Wednesday, August 17, 2011 by Josh Rosenblatt

It looks like Council members may have found a way out of their stalemate over the extension of paid parking hours downtown. A proposal put forward by Council Member Mike Martinez and co-sponsor Mayor Lee Leffingwell responds to the concerns expressed by some of their colleagues by limiting both the hours of the original proposal and its geographic boundaries.

 

On March 3, Council voted 6-1 to keep downtown parking meters running from 8am to midnight, Monday through Saturday. Currently, parking meters in the area shut off at 5:30pm on weekdays, and parking is free on the weekends.

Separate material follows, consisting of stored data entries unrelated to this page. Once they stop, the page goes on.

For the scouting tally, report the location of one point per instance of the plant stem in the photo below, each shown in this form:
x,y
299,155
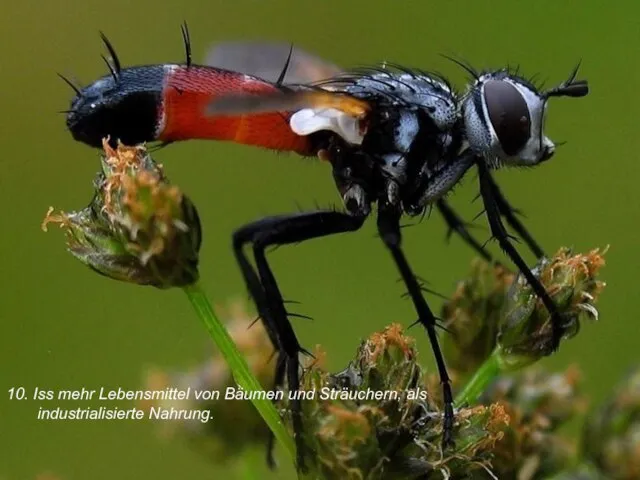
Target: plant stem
x,y
238,365
478,383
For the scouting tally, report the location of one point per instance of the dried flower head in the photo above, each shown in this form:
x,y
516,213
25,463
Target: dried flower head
x,y
138,228
525,334
611,438
537,403
473,314
375,420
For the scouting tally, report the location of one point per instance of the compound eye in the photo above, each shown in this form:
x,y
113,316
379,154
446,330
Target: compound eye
x,y
509,115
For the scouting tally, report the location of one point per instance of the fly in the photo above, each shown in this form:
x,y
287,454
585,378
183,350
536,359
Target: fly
x,y
397,138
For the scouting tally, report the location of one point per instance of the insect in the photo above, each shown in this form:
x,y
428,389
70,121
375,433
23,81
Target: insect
x,y
396,138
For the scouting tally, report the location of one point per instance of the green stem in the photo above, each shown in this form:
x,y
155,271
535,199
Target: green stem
x,y
488,371
238,365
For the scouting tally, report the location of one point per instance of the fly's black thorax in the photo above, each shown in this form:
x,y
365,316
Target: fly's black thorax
x,y
411,133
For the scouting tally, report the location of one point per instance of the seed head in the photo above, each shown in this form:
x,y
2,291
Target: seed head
x,y
138,228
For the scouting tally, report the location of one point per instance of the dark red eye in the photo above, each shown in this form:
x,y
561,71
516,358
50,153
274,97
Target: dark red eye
x,y
509,115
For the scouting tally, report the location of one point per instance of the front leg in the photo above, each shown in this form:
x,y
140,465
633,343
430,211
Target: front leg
x,y
509,214
389,229
492,209
457,225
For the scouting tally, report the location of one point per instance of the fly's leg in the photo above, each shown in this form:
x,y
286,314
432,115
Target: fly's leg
x,y
389,229
492,209
457,225
283,230
509,214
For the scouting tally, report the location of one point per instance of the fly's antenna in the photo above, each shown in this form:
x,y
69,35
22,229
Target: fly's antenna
x,y
71,84
570,87
186,39
283,73
464,65
113,65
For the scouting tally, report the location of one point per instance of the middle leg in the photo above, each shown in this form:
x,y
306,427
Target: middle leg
x,y
282,230
389,229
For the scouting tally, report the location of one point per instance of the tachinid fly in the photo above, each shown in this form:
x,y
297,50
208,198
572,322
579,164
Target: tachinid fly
x,y
396,137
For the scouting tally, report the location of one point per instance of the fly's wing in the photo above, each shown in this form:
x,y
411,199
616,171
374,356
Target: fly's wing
x,y
267,60
314,109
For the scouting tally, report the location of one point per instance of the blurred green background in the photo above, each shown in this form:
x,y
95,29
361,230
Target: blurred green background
x,y
64,326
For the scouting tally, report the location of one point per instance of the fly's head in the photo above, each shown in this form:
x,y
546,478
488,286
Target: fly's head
x,y
504,117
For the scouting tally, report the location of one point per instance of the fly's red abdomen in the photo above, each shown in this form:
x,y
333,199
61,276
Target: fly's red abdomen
x,y
187,92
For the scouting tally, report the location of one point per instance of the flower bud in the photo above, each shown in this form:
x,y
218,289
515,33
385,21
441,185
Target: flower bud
x,y
375,419
611,438
138,228
537,404
473,315
526,333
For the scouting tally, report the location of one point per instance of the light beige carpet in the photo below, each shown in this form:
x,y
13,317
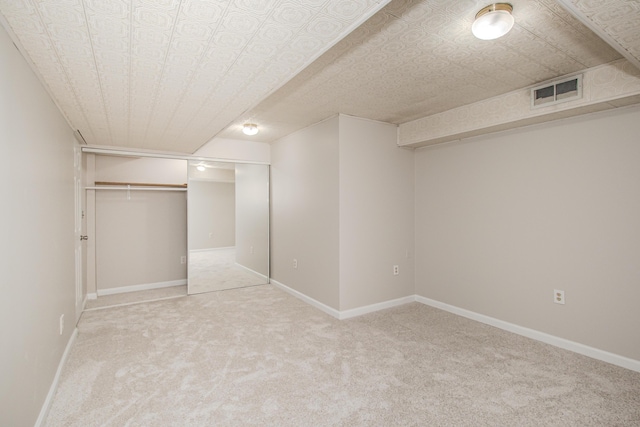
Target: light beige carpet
x,y
216,270
107,301
257,356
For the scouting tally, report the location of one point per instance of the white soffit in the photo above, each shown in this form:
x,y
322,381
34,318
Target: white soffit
x,y
170,74
415,59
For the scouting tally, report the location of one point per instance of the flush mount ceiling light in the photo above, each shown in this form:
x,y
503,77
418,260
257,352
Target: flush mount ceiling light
x,y
250,129
493,21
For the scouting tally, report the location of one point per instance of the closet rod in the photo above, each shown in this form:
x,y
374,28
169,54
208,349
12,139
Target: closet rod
x,y
139,184
107,187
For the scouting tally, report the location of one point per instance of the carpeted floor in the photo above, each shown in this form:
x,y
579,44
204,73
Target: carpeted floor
x,y
216,270
258,356
109,301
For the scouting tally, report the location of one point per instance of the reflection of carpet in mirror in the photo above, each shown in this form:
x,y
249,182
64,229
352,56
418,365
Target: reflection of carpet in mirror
x,y
216,270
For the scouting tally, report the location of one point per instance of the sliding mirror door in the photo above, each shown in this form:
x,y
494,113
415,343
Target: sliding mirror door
x,y
228,225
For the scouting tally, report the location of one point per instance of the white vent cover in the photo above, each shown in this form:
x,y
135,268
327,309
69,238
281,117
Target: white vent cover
x,y
559,91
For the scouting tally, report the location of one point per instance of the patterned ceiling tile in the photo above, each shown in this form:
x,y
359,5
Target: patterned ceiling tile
x,y
171,74
423,60
616,21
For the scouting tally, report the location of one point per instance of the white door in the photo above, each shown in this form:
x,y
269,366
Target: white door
x,y
77,180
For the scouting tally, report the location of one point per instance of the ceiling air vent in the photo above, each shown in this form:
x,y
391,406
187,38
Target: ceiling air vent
x,y
558,91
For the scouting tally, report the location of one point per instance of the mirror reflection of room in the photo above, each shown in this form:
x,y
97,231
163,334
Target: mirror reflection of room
x,y
227,226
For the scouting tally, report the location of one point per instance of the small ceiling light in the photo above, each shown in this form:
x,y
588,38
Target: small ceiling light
x,y
250,129
493,21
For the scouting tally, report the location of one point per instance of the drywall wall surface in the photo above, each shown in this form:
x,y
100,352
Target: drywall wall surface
x,y
252,217
212,214
236,149
304,212
376,214
140,170
503,220
140,238
37,245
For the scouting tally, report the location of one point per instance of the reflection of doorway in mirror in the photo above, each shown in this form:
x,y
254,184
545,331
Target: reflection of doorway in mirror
x,y
216,270
228,226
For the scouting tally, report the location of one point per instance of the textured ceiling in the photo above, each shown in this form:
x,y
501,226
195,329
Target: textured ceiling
x,y
417,58
171,74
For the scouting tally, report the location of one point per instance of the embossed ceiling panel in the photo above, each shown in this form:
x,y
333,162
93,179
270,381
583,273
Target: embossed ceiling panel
x,y
616,21
170,74
414,59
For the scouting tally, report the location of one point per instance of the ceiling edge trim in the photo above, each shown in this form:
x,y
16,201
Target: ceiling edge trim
x,y
133,153
32,67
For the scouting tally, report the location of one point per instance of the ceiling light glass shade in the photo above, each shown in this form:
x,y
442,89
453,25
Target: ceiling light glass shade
x,y
250,129
493,21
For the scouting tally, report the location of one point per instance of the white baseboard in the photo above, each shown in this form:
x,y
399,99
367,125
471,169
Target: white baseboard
x,y
255,273
44,411
142,287
585,350
312,302
354,312
347,314
225,248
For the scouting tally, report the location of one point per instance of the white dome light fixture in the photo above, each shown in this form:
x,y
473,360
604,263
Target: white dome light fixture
x,y
493,21
250,129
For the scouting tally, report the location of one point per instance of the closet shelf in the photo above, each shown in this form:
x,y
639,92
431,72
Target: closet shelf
x,y
137,186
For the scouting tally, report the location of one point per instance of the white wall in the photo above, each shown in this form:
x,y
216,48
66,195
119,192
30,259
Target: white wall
x,y
37,245
305,211
376,214
236,149
252,217
212,214
504,219
151,225
139,240
342,205
140,170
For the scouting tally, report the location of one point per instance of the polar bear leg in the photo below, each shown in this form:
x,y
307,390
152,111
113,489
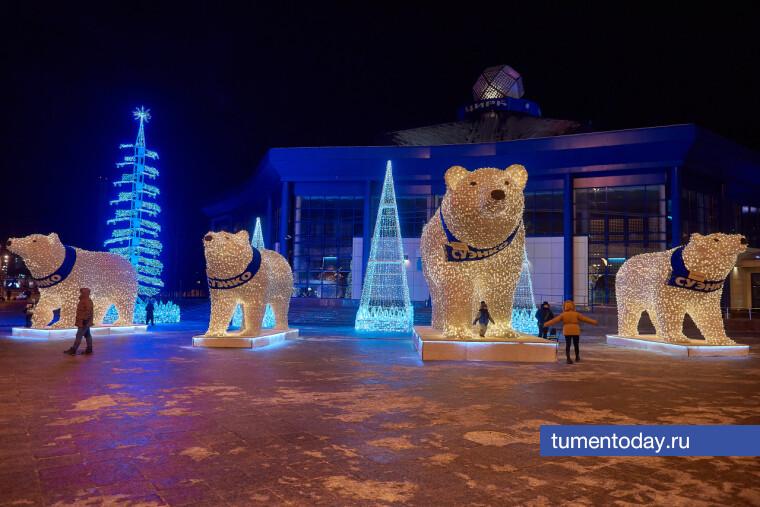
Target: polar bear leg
x,y
253,314
280,305
629,316
499,301
709,321
222,308
43,313
455,307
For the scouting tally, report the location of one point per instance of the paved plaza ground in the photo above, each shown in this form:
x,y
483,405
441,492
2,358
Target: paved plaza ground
x,y
337,418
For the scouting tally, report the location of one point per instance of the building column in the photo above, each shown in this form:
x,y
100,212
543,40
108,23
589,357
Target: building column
x,y
675,206
284,218
567,233
366,233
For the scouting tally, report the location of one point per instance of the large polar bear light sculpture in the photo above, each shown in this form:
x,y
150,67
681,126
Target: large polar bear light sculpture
x,y
252,277
472,249
668,285
59,272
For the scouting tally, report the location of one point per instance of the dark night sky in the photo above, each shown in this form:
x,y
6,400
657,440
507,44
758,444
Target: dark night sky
x,y
224,84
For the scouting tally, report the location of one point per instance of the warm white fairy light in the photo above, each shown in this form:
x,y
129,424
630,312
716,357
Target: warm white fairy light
x,y
668,288
481,257
252,277
60,271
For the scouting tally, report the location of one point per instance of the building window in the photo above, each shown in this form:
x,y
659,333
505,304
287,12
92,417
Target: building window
x,y
620,222
324,228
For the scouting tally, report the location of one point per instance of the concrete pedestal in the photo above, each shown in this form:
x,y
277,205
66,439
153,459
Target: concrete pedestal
x,y
266,338
431,345
70,332
692,348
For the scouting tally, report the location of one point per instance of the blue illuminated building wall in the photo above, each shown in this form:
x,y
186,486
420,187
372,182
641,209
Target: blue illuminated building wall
x,y
592,200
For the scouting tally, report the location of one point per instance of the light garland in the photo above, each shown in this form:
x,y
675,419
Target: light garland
x,y
59,272
239,274
478,254
385,303
668,288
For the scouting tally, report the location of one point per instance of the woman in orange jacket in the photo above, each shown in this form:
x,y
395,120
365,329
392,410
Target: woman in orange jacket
x,y
571,328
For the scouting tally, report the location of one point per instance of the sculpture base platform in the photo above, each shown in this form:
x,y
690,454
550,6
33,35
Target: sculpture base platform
x,y
266,338
71,332
692,348
431,345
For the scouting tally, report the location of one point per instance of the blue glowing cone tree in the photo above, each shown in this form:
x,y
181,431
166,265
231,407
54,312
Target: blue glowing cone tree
x,y
524,306
135,234
385,304
257,241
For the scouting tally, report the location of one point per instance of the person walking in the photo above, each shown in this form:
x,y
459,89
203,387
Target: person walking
x,y
543,314
84,318
483,318
149,309
571,328
29,312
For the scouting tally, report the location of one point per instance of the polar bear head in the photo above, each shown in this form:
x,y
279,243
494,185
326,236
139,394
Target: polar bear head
x,y
715,254
226,253
485,204
42,254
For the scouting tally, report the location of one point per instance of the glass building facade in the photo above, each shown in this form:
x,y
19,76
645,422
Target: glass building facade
x,y
620,222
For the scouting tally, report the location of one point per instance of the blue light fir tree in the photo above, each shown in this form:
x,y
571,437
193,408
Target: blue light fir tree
x,y
257,241
135,234
385,304
524,304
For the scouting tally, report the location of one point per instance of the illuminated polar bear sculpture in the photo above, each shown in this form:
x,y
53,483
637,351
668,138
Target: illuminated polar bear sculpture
x,y
472,249
668,285
252,277
60,271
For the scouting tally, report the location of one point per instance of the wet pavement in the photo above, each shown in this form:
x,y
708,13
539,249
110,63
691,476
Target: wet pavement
x,y
338,418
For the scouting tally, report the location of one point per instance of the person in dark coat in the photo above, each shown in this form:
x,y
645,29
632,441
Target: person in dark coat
x,y
149,309
84,319
543,314
483,318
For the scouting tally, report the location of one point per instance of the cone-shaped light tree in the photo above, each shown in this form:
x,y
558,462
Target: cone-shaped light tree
x,y
524,306
257,241
385,304
135,234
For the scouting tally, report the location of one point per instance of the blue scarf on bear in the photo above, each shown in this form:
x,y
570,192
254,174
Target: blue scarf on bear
x,y
681,277
241,279
60,274
457,251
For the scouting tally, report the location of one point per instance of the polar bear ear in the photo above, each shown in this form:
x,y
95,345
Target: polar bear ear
x,y
518,174
243,235
454,174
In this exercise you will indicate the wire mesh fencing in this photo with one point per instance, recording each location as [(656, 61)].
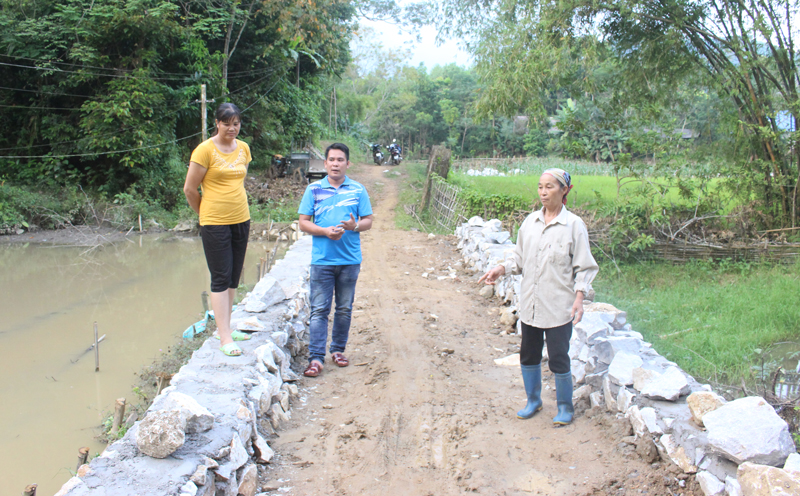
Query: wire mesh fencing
[(446, 209)]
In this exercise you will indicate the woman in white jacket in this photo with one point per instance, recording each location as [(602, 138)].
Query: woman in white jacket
[(557, 267)]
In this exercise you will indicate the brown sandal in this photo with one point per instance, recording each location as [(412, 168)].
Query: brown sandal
[(340, 360), (314, 369)]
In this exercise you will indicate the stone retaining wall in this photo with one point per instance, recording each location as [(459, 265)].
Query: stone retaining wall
[(732, 447), (205, 433)]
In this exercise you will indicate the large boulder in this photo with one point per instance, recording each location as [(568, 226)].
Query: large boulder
[(198, 418), (249, 482), (161, 433), (269, 291), (236, 458), (668, 385), (678, 454), (702, 402), (763, 480), (710, 485), (621, 369), (607, 348), (749, 430)]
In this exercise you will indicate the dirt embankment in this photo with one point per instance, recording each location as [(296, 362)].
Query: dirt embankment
[(423, 409)]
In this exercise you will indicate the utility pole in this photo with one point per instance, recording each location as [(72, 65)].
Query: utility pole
[(203, 116)]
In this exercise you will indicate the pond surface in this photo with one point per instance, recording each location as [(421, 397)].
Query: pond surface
[(142, 294)]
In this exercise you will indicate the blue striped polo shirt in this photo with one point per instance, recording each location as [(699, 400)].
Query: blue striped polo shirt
[(330, 206)]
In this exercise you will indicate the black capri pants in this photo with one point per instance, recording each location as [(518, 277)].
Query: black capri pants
[(225, 247), (533, 338)]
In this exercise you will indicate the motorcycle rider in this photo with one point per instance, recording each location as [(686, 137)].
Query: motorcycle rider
[(377, 154), (394, 152)]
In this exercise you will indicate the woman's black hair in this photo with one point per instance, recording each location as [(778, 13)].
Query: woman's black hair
[(227, 112)]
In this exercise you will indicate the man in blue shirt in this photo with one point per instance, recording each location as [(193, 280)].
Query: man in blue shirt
[(334, 210)]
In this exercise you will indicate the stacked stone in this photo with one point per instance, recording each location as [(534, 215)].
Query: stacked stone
[(734, 447), (205, 433)]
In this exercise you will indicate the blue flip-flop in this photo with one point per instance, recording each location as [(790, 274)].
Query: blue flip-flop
[(237, 336), (231, 349)]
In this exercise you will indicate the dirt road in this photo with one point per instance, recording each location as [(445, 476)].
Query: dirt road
[(423, 409)]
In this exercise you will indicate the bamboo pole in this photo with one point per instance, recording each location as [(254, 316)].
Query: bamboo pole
[(204, 298), (83, 455), (119, 414), (96, 350)]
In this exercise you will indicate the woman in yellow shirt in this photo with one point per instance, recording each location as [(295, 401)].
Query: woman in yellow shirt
[(218, 166)]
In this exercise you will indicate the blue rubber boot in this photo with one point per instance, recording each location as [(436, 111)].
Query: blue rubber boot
[(564, 399), (532, 378)]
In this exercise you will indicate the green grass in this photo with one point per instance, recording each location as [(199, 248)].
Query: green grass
[(714, 320), (588, 191)]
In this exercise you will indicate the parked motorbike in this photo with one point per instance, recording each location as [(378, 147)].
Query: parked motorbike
[(377, 154), (396, 153)]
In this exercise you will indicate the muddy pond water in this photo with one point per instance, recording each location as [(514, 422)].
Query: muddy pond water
[(142, 294)]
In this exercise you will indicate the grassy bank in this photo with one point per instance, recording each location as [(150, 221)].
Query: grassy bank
[(718, 321), (590, 191)]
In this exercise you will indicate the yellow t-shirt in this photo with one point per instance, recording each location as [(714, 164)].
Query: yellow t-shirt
[(224, 199)]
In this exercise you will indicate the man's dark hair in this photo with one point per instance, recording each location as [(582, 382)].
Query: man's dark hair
[(338, 146), (227, 112)]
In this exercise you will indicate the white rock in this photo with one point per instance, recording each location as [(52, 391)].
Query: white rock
[(581, 393), (624, 399), (669, 385), (189, 489), (766, 439), (621, 369), (277, 415), (792, 463), (269, 291), (280, 338), (494, 225), (606, 348), (578, 370), (677, 454), (763, 480), (509, 317), (710, 485), (263, 452), (248, 324), (238, 456), (198, 418), (200, 476), (508, 361), (254, 305), (161, 433), (611, 401), (637, 422), (651, 420), (732, 487), (249, 483), (702, 402)]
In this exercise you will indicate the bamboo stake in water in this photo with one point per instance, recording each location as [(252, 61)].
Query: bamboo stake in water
[(96, 350), (83, 455), (119, 413)]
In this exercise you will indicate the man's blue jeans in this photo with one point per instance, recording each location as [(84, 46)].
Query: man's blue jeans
[(329, 282)]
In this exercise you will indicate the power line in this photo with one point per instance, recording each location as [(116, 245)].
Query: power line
[(125, 76), (130, 149), (103, 153), (115, 133), (43, 92), (117, 69)]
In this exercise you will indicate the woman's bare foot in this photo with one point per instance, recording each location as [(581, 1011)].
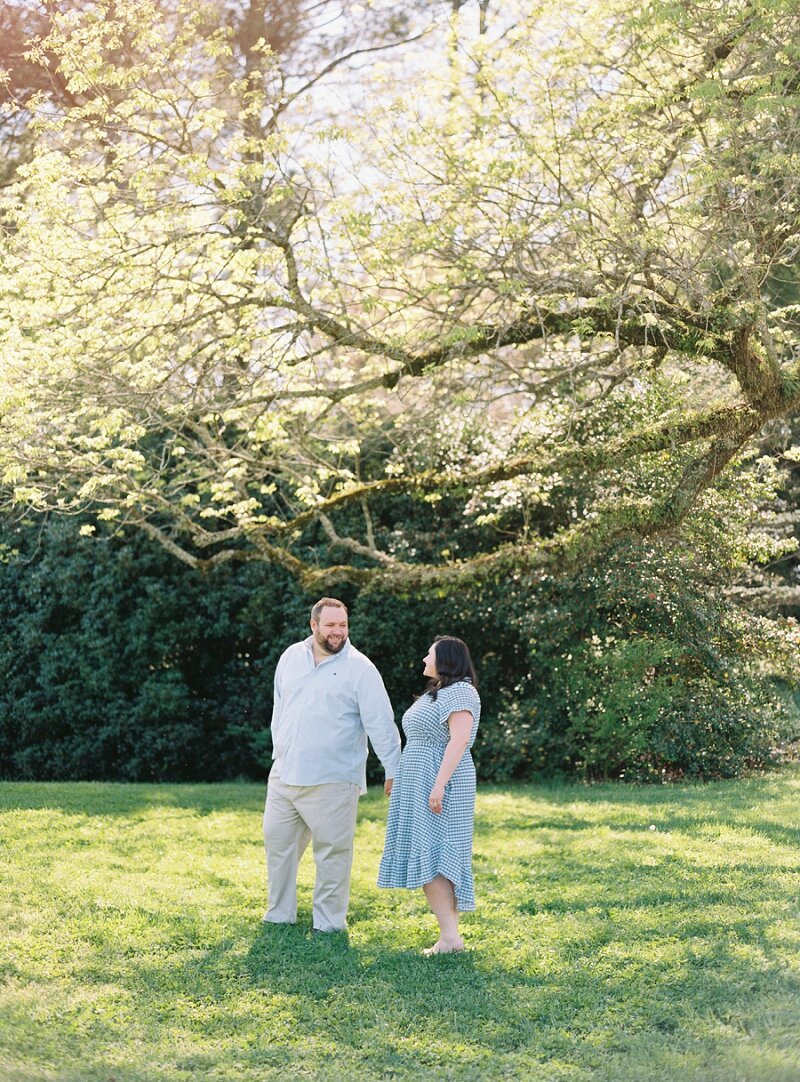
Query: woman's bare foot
[(445, 947)]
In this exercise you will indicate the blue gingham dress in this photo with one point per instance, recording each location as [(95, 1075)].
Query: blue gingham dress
[(421, 845)]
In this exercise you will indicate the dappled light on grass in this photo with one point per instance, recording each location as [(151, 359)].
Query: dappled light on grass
[(621, 934)]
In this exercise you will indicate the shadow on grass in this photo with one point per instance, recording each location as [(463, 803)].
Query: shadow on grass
[(127, 799)]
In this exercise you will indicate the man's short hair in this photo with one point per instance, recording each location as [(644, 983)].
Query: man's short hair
[(326, 603)]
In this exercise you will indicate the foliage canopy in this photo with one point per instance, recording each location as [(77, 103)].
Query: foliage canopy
[(250, 306)]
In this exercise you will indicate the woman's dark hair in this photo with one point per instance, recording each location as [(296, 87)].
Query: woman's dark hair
[(453, 663)]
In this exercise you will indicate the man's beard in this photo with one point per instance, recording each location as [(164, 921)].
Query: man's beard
[(330, 647)]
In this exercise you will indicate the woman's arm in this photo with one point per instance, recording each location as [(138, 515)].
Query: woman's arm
[(460, 725)]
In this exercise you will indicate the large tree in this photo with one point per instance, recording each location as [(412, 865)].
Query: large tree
[(483, 253)]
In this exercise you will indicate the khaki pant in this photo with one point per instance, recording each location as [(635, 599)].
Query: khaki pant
[(324, 815)]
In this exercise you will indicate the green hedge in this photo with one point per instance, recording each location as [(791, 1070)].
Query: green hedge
[(118, 662)]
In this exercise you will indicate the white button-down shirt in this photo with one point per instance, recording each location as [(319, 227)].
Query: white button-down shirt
[(324, 713)]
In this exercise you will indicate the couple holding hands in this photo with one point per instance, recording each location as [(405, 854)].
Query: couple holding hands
[(329, 699)]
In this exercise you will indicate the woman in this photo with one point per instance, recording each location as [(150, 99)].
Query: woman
[(429, 832)]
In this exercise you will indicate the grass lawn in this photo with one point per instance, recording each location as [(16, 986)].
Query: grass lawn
[(623, 934)]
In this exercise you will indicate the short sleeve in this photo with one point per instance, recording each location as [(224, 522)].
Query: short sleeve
[(461, 696)]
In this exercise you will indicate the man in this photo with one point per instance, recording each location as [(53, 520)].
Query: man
[(328, 699)]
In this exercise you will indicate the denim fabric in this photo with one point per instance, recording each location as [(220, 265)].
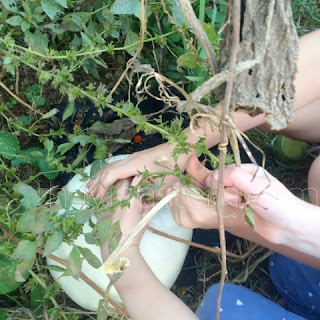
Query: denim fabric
[(298, 284)]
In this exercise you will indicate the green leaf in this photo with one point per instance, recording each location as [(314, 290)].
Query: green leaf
[(47, 171), (131, 38), (22, 268), (56, 268), (30, 196), (86, 39), (3, 314), (75, 262), (65, 198), (177, 13), (14, 21), (7, 274), (9, 145), (25, 25), (53, 242), (25, 250), (50, 7), (126, 7), (65, 147), (35, 221), (249, 217), (48, 144), (79, 159), (195, 79), (90, 257), (30, 155), (37, 40), (69, 111), (187, 60), (103, 229), (63, 3), (102, 312), (82, 139), (96, 166), (37, 295), (49, 114), (10, 5), (81, 216)]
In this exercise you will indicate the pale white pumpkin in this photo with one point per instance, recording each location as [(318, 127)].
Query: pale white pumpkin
[(164, 256)]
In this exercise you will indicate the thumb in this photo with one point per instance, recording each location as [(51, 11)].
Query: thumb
[(197, 171), (248, 178)]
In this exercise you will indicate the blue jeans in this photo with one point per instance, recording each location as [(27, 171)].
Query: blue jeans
[(297, 283)]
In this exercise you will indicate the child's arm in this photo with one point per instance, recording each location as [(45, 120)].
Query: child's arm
[(143, 295), (283, 222), (307, 90)]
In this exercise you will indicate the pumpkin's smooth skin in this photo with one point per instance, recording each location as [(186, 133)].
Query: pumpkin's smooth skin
[(164, 256)]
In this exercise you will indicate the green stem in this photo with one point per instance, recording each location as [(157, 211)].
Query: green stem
[(43, 284), (88, 53), (15, 300), (202, 10)]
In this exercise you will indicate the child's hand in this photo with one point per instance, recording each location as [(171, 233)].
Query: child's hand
[(129, 168), (128, 217), (273, 204)]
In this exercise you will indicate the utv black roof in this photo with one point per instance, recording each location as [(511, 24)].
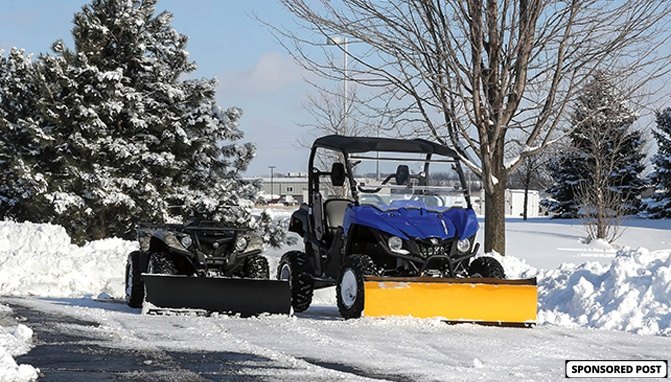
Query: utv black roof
[(364, 144)]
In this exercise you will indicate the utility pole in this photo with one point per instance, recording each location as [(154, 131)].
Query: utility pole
[(272, 169)]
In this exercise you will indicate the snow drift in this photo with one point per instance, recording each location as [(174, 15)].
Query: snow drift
[(14, 340), (632, 293), (39, 260)]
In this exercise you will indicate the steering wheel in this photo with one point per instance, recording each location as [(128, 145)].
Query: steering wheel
[(426, 197), (375, 190), (378, 199)]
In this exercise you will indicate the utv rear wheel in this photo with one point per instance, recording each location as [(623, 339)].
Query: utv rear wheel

The city is scheduled to implement the new hours Sept. 6.

 

The vote was a controversial one, and the Council member who voted against the measure, Laura Morrison, responded to concerns from citizens and downtown stakeholders with a resolution that, if approved, would delay the implementation of the law until Jan. 1. In the meantime, the city manager would conduct a public input process.

 

At yesterday’s work session, Martinez called his proposed resolution a “shot at a compromise” between the current ordinance and postponement.

 

The new resolution would amend the March 3 ordinance by limiting the days with extended hours to Thursday, Friday, and Saturday. On Monday, Tuesday, and Wednesday, the meters would shut off at 6pm (to correspond to a system-wide 30-minute extension agreed upon in the original resolution). Parking will remain free on Sundays.

 

In addition, the compromise resolution would decrease the size of the area affected by the extended hours by two blocks. That area currently runs north to 10th Street. The new resolution would cut off the area at Eighth Street. Martinez pointed out that every church in the downtown area save one is located north of Eighth Street, and that one has a six-story parking garage for its members.

 

Church representatives were particularly vocal in their opposition to the extended hours, Morrison wrote in the proposal to delay, claiming their members, clergy, and volunteers would be adversely affected by the change.

 

Morrison applauded the compromise proposal, saying it mitigated many of her concerns and the concerns of people she’s been hearing from. “Certainly the Monday through Wednesday exemption is very important,” she said. “For me the idea of charging for only Eighth Street down … is critical.”

 

Morrison said she would not only vote for the resolution but would make a motion at Thursday’s meeting to withdraw her resolution to delay implementation of the extended hours.

 

Leffingwell called the proposed amendment a “starting point” and said it was better than delaying, which, he said, “would have budgetary impacts for basically a quarter of a year.” Still, he expressed concern about revenue loss resulting from decreasing the number of extended-hour days.

 

“I’m predisposed to think that Thursday, Friday, and Saturday isn’t quite enough,” Leffingwell said, “that we need to add a day or two to that.”

Transportation Department Director Rob Spillar said that extending parking hours until midnight from Monday through Saturday would generate an estimated $7.25 million a year, plus an additional $1 million in ticket charges. He estimates implementation of the compromise plan, with its fewer paid hours, would mean a reduction of about $1.3 million.

 

The compromise proposal would also direct the city manager to provide either a pre-buy or delayed ticket referral options, establish load-in zones for live music venues, and develop a plan for low-cost garage space for service industry employees and volunteers.